The method for producing a hollow fiber porous membrane according to claim 12, wherein the method is a mixture of these. 14. The fluorinated thermoplastic polymer is a tetrafluoroethylene-fluorinated alkyl vinyl ether copolymer or a tetrafluoroethylene-hexafluoropropylene copolymer. The method for producing a hollow fiber porous membrane according to any one of the above. 15. The method according to claim 14, wherein the alkyl group in the tetrafluoroethylene-fluorinated alkyl vinyl ether copolymer is a propyl group, a methyl group, or a mixed group of a methyl group and a propyl group. 3. The method for producing a hollow fiber porous membrane according to item 1. 16. The hollow fiber porous material according to claim 7, wherein the cooling bath liquid is composed of a solvent component that is insoluble in the fluorinated thermoplastic polymer. Method of forming a porous membrane. 17. The method for producing a porous hollow fiber membrane according to claim 14, comprising a solvent component insoluble in the fluorinated thermoplastic polymer. 18. The method for producing a hollow fiber porous membrane according to claim 7, wherein the cooling bath liquid is composed of silicone oil or dioctyl phthalate. 19. The method for producing a porous hollow fiber membrane according to claim 14, wherein the cooling bath liquid is composed of silicone oil or dioctyl phthalate. 20. A porous hollow fiber made of a fluorinated thermoplastic polymer, wherein at least one surface is non-skinned and has an IPA flow rate of less than about 3000, prepared by the method of claim 7-13. Membrane. 21. The hollow fiber membrane according to claim 2, wherein the hollow fiber membrane is asymmetric.
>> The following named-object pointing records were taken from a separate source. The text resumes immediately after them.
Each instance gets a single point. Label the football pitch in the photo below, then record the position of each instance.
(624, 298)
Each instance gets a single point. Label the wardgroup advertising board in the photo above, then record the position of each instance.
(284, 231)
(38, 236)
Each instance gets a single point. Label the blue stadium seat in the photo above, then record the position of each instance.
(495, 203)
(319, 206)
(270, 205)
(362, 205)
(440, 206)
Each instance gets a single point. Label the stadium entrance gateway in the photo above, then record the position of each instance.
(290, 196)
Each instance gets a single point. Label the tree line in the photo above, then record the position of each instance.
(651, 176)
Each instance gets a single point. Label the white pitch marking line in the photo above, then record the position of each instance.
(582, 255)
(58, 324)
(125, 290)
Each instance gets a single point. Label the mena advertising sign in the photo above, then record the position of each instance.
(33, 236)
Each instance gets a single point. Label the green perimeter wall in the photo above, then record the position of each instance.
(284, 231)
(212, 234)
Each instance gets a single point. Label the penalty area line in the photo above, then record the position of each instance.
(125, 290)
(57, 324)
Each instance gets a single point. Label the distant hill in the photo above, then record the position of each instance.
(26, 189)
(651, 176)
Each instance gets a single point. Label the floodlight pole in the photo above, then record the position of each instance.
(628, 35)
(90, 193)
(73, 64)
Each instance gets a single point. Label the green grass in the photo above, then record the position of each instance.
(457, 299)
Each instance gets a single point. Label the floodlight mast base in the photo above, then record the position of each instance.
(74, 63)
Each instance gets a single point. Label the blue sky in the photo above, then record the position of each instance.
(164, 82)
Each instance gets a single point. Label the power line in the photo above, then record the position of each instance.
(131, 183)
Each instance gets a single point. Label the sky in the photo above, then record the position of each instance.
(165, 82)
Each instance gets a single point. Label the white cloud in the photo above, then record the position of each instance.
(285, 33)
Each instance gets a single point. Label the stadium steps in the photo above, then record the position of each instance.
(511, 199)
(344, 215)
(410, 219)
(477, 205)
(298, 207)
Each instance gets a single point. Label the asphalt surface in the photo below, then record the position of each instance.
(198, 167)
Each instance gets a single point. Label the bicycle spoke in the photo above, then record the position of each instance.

0. The hollow fiber porous membrane according to 0. 22. The method according to claim 20, wherein the fluorinated thermoplastic polymer is a tetrafluoroethylene-fluorinated alkylvinyl ether copolymer or a tetrafluoroethylene-hexafluoropropylene copolymer. Hollow fiber porous membrane. 23. The alkyl group in the tetrafluoroethylene-fluorinated alkyl vinyl ether copolymer, wherein the alkyl group is a propyl group, a methyl group, or a mixed group of a methyl group and a propyl group. 2. The hollow fiber porous membrane according to item 1. 24. The method according to claim 21, wherein the fluorinated thermoplastic polymer is a tetrafluoroethylene-fluoroalkylvinylether copolymer or a tetrafluoroethylene-hexafluoropropylene copolymer. Hollow fiber porous membrane. 25. The method according to claim 24, wherein the alkyl group in the tetrafluoroethylene-fluorinated alkyl vinyl ether copolymer is a propyl group, a methyl group, or a mixed group of a methyl group and a propyl group. 2. The hollow fiber porous membrane according to item 1. 26. A hollow fiber contactor membrane comprising a fluorinated thermoplastic polymer having a porous surface on both diameters. 27. Graetz having an epidermal surface on both diameters
In the range of 5-1000, this Graetz number is 0.33 to 1
. Hollow fiber contactor membrane made of fluorinated thermoplastic polymer, allowing liquid-gas phase mass transport with a Sherwood number equal to 64 times. 28. The fluorinated thermoplastic polymer is a tetrafluoroethylene-fluoroalkylvinylether copolymer or a tetrafluoroethylene-hexafluoropropylene copolymer. 2. The hollow fiber contactor membrane according to item 1. 29. The method according to claim 28, wherein the alkyl group in the tetrafluoroethylene-fluorinated alkyl vinyl ether copolymer is a propyl group, a methyl group, or a mixed group of a methyl group and a propyl group. 2. The hollow fiber contactor membrane according to item 1.